Barack Obama makes final campaign stop in Des Moines


Photo: Adam Ring/Iowa State Daily

President Barack Obama embraces his wife, first lady Michelle Obama, at the final rally for his re-election Monday, Nov. 5, in the East Village of Des Moines. Michelle provided the introduction speech for Barack.

David Bartholomew

In what turned out to be an emotional and nostalgic campaign stop, President Barack Obama came to the East Village in Des Moines on Monday night to campaign for the last time this election.

Obama’s visit to Des Moines was the same place where his launch for the presidency began back in 2007, only this time he was speaking to a crowd of 20,000 supporters.

The night started off as Des Moines police, in conjunction with the Secret Service, herded thousands of attendees down Grand Avenue and into the East Village to hear Obama speak.

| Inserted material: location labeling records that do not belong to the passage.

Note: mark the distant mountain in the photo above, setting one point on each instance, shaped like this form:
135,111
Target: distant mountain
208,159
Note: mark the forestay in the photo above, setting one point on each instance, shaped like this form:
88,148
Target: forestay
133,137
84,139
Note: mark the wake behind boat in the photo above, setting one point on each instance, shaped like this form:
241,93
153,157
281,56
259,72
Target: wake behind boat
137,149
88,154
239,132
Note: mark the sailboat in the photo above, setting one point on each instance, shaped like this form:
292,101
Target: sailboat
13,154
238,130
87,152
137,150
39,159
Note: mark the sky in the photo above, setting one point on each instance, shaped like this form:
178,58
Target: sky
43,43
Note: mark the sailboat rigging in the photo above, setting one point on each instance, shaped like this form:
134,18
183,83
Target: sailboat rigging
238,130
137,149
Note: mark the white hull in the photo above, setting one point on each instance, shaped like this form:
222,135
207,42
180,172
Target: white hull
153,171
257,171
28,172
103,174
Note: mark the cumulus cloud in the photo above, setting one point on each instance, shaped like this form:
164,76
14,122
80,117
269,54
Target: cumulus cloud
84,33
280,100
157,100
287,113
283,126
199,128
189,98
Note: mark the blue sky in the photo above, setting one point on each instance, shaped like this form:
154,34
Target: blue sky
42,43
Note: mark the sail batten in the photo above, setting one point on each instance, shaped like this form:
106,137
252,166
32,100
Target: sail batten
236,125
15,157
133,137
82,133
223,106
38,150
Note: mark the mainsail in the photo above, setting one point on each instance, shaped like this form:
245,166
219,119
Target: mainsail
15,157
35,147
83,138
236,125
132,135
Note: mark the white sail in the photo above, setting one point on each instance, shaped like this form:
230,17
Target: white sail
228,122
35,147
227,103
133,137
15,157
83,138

Obama spoke in front of his 2008 caucus headquarters.

“I came back to ask you to help us finish what we started because this is where our movement for change began,” Obama said. “When the cynics said we couldn’t, you said: ‘Yes, we can’.”

Occasionally speaking with a slight quiver in his voice and fighting back a tear or two, Obama sought to stand his ground on the eve of election night and thanked his supporters for their dedication over the years.

“You took this campaign and you made it your own and you organized yourselves block by block, neighborhood by neighborhood, county by county, starting a movement that spread across the country,” Obama said. “In Iowa, in 2008, your voice changed the world.”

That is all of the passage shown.